Another myth that these studies have debunked is that HDDs do better if kept cool. Actually, failure rates are lower for disks kept at the higher end of the rated temperatures. This is one reason that Google runs "hot" datacenters today, with amb
Yes, aggregate usage is a meaningful metric, if you know what it defines. MTBF can be tricky, in many cases it is converted to Annualized failure rate (AFR) [wikipedia.org] to obtain a meaningful metric.
However, it makes no sense to employ metrics based on an exponential distribution model (which does not have memory) to compare different sets of disks. In particular, the summary says 13.6 percent of one older model of Seagate 4TB disk failed in 2016... If such drives are older (and thus present a longer uptime) their age
In other news, in 2062 they will have time travel, otherwise how could you possibly know that just-released 8TB drive would last 45 years?
Is aggregate usage even a meaningful metric?
I find it hard to believe.
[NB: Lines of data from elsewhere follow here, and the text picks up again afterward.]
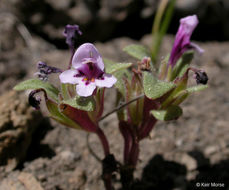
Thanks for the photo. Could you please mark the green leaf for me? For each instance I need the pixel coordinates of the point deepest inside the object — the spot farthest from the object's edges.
(112, 67)
(196, 88)
(59, 117)
(51, 90)
(172, 112)
(154, 88)
(81, 103)
(120, 84)
(137, 51)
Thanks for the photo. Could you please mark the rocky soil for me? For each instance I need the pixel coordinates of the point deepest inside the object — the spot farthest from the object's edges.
(39, 154)
(178, 154)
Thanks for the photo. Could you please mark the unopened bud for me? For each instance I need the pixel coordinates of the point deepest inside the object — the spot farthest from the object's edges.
(201, 77)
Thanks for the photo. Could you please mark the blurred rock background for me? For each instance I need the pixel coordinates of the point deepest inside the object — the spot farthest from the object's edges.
(37, 153)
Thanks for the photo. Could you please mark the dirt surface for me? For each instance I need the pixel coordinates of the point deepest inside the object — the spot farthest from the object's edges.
(179, 154)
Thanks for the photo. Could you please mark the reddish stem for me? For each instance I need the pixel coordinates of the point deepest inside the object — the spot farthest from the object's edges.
(104, 141)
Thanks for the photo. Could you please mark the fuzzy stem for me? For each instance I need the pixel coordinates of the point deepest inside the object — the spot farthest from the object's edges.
(104, 141)
(121, 106)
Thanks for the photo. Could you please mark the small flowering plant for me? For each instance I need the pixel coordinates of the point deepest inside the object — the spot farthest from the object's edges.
(148, 96)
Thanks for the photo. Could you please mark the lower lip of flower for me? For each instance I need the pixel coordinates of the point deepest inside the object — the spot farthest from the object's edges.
(87, 81)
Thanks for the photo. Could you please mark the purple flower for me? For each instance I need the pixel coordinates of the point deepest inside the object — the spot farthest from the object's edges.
(71, 32)
(182, 41)
(88, 71)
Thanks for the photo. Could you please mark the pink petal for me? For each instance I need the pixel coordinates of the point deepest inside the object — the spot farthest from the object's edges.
(68, 77)
(85, 90)
(197, 48)
(87, 50)
(108, 81)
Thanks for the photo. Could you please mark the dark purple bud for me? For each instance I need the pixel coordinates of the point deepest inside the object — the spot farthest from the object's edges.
(41, 65)
(201, 77)
(182, 41)
(44, 70)
(34, 101)
(71, 33)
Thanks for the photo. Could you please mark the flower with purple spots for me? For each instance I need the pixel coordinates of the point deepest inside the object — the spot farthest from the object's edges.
(182, 40)
(87, 72)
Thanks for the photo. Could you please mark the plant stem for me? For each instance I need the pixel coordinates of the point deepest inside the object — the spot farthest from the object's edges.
(121, 106)
(107, 176)
(104, 141)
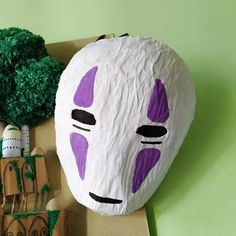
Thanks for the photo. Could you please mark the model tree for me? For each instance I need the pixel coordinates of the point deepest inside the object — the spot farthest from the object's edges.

It isn't measuring 45 years worth of things like metal fatigue, material decay or degeneration, wear and tear etc.
What its really saying is that early failures are at a very low rate; they've measured lots of disks for a few years and can show that these disks don't typically fail in the first few years of use. Totally different from saying that one of these disks can last 45 years of continuous use. To represent it as that seems like something doomed to litigation.
Real article (Score:4, Informative)
Arstechnica just borderline copy&pasting from the source. See the actual article at: https://www.backblaze.com/blog... [backblaze.com]
Shame on Arstechnica for not even bothering to link their source material.
Yes, Why the resistance to publishing the URL to the original article? Does ARS pay kickbacks?
The figure is meaningless. (Score:2)
45 years spread over a bunch of drives without a failure doesn't mean that we can expect any individual drive to last 45 years.
The number of times I've bought new drives because I needed increased capacity far exceeds the number of times I've had to replace a failed drive.
I had to replace a couple 2TB Seagate drives before I needed more capacity. Of course I replaced them with bigger drives but could have gone years with the existing capacity had the drives continued operation without difficulty. This model also had a very high failure rate in older Backblaze reports.
These numbers do, however, suggest that you can expect a very low failure rate of those drives within the first year (less than 2.2%). And realistically, you'll probably get far more than that under similar conditions.
45 years (Score:2)
Aggregate years are not years.
"Nine women can't make a baby in one month."
"Nine women can't make a baby in one month."
Well... some people will tell you that babies are created at the time of conception...
Seagate still sucks. (Score:2)
In a server, always on environment these are great numbers but in power conservative desktops/home NAS situations I'd love to see CSS numbers. Again though, Seagate still sucks.